What happens according to Spencer is that prior to an El Nino more sunlight is warming the oceans, probably due to lower cloud cover. The evidence for this comes from the CERES satellite with measures top of the atmosphere radiation (both reflected shortwave (sun) and longwave (infrared):
The figure shows that radiation (sunlight) starts to warm up the oceans already 9 months before the El Nino. This suggests the warming during an El Nino is not due to exchange of heat between ocean layers alone, but also due to radiative processes (probably a change in clouds). Spencer and Braswell call this process internal radiative forcing. It is a radiative forcing that is caused by the chaotic climate system itself and not by external forcings like greenhouse gases, aerosols or the changes in solar radiation. Note that Case I and II cannot explain this relationship between the Sea Surface Temperature (SST) of the oceans and the outgoing radiation measured by CERES. As Spencer puts it:
In simple terms, the climate system is chaotic, capable of causing global warming (or cooling) all by itself. There probably is no magical normal average albedo, keeping the same amount of sunlight coming in to the climate system year after year. As I keep reminding people, the increase in ocean heat content over the last 50 years is equivalent to a 1 part in 1,000 change in average radiative energy flows.
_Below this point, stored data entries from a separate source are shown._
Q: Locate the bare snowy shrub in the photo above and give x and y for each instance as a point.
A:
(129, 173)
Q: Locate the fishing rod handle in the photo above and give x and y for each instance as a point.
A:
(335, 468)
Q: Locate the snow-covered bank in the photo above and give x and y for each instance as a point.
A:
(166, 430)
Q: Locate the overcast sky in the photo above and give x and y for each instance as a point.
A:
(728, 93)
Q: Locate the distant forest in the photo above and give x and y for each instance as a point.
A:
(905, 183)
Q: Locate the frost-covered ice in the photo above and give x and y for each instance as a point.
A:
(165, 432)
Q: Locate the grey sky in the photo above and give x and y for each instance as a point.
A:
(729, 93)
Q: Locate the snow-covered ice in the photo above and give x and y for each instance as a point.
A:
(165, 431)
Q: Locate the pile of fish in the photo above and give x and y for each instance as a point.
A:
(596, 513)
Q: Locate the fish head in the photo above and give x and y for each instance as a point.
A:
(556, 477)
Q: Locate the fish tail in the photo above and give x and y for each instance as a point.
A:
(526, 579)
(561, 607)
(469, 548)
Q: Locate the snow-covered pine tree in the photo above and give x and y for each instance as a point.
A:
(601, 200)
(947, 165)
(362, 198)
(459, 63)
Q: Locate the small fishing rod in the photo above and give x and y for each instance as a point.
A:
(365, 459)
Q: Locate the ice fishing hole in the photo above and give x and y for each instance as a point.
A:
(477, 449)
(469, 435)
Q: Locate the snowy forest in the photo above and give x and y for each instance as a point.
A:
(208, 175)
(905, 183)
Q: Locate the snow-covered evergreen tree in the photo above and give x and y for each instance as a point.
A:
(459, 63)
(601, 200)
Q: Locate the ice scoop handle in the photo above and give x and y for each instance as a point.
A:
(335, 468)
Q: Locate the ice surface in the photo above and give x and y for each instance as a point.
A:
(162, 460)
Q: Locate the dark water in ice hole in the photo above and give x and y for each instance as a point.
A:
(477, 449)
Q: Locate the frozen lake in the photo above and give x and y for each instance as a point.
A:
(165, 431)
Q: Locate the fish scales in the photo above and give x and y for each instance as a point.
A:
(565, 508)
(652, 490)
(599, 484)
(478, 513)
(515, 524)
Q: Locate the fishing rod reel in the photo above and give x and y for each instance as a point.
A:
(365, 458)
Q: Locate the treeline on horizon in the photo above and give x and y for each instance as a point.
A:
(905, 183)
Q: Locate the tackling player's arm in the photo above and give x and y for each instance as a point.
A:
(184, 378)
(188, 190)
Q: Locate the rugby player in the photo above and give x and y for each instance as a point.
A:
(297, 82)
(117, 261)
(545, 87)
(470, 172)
Do we really think nature cannot cause such small changes all by itself?
In a future post I will try to summarise the history of this paper deducted from several earlier blog posts. It took Spencer and Braswell quite a while to get this published (ultimately in a rather unknown paper). This probably has to do with gatekeeping in the field as Spencer also admits on his blog:
There needs to be more studies of this type, and I am at a loss to explain why they haven’t been performed. They are relatively easy, and don’t require a marching army of climate modelers. Yet, I will tell you that it is virtually impossible for someone like me to get a proposal specifically funded to perform such a study, because a few gatekeepers in the science community make sure during the peer review process that it doesn’t happen. Instead, we have to piggy-back on other funded projects we have.